In peer studies all over the world, a Mexican American study showed a 1.7% decline in HbA1c by the 4th month of study [28],a reciprocal peer support study showed a decrease in HbA1c [29] compared to others which either showed no effect [30] or only found it feasible with no improvement in biophysical outcomes [31]. Though this study showed a fall in FPG, there was no effect on HbA1c. The peer group also demonstrated a fall in total cholesterol levels by 5 mg/dl in comparison to the control group which showed an increase by 15 mg/dl. The process also indicated that it was feasible to carry out both the interventions though the adherence to the study could have been improved by compensating the money spent on travel and loss due to wages. The sustainability of peer mentoring was critical to the peer intervention, it may be necessary to look at other alternatives such as baseline community health workers to carry out the peer mentoring. Transcending the gender hierarchy is also a formidable challenge [32].

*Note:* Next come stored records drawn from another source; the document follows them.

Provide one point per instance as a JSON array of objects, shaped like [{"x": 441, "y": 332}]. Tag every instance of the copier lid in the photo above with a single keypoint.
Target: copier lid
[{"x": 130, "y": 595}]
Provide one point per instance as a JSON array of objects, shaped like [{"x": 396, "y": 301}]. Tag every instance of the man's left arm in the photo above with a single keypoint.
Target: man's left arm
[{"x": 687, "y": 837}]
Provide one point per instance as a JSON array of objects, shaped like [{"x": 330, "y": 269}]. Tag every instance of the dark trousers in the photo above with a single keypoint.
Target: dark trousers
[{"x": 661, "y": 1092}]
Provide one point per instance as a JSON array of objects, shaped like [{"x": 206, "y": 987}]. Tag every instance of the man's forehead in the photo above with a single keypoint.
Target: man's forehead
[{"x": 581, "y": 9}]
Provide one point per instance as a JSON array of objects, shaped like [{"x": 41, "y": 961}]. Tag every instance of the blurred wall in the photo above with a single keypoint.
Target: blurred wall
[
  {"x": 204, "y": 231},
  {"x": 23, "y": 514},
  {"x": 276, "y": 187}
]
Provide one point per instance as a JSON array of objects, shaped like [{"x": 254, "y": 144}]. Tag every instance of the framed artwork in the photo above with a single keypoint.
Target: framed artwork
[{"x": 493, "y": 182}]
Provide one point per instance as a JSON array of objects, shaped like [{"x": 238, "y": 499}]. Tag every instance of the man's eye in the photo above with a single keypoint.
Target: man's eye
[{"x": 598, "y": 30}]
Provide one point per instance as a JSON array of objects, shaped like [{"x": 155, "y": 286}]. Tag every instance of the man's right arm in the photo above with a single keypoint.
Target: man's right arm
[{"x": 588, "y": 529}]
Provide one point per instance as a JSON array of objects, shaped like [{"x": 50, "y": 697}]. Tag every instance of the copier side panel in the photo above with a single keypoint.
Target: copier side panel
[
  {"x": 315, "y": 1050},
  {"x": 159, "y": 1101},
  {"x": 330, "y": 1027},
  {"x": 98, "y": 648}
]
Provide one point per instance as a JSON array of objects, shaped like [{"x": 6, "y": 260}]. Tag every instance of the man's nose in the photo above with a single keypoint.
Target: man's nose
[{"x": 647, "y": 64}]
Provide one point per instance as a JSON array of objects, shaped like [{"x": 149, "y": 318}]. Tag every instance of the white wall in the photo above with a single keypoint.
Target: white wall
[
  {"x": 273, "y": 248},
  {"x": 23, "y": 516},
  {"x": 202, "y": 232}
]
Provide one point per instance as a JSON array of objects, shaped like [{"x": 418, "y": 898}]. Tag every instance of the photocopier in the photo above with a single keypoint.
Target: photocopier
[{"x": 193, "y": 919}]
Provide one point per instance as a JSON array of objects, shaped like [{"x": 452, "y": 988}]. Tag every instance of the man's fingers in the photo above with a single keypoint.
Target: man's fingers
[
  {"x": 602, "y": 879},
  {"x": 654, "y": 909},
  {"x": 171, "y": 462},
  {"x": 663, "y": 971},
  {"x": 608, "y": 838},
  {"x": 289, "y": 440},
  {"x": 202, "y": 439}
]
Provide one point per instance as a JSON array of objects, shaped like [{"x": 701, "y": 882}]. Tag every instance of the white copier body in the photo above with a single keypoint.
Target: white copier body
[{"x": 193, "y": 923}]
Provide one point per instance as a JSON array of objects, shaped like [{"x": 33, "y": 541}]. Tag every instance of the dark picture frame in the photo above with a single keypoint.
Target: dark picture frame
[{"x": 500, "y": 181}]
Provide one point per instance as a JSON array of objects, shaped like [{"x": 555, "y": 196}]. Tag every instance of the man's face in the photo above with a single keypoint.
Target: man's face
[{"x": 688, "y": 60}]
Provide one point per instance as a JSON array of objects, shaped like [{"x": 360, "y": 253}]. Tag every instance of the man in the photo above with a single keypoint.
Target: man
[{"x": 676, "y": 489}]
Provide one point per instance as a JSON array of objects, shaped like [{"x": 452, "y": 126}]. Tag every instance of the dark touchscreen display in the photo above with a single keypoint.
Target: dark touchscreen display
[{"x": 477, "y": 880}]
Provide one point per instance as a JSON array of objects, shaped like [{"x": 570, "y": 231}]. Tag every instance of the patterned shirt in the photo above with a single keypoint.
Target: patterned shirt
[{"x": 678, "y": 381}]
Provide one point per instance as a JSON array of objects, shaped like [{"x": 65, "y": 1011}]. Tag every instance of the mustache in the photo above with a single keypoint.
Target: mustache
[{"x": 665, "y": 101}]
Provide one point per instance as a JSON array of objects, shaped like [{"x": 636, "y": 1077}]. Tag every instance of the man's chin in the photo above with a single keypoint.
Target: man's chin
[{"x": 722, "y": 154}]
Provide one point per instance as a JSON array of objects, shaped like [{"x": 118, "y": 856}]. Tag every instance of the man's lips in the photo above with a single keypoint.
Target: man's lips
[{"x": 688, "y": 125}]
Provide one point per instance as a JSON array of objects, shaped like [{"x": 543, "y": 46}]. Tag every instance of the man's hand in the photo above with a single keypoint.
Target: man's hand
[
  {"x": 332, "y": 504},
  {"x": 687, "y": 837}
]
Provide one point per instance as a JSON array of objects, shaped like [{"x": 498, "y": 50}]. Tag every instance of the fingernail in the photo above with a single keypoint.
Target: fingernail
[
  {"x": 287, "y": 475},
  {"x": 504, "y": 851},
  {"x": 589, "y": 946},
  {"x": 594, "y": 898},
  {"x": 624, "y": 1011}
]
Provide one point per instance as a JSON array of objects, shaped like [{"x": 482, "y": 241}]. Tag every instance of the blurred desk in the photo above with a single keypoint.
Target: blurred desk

The study was limited by the fact that this is generalisable only to women in the peri-menopausal group. There was loss to follow up too at an average of 18%. It was feasible to conduct the study within the resource constraints as peer mentors and yoga instructor voluntered their time and were compensated only for their travel expenses. The participants also bore the direct and indirect expenses on the days of their visit to the health centre such as travel and loss of wages. Both yoga and peer support are innovative applications that have a potential to be used as adjuncts.

Conclusion

A longer period of follow up is necessary to evaluate the precise contribution of yoga and peer support to glycaemic control though the yoga group demonstrated a significant decrease in diastolic blood pressure. Notably, control group was also strongly supported by conventional diabetes education and over and above that, the incremental effect of yoga and Peer support was minor, and not profound. We call for longer term studies to ascertain the benefits shown by our pilot study.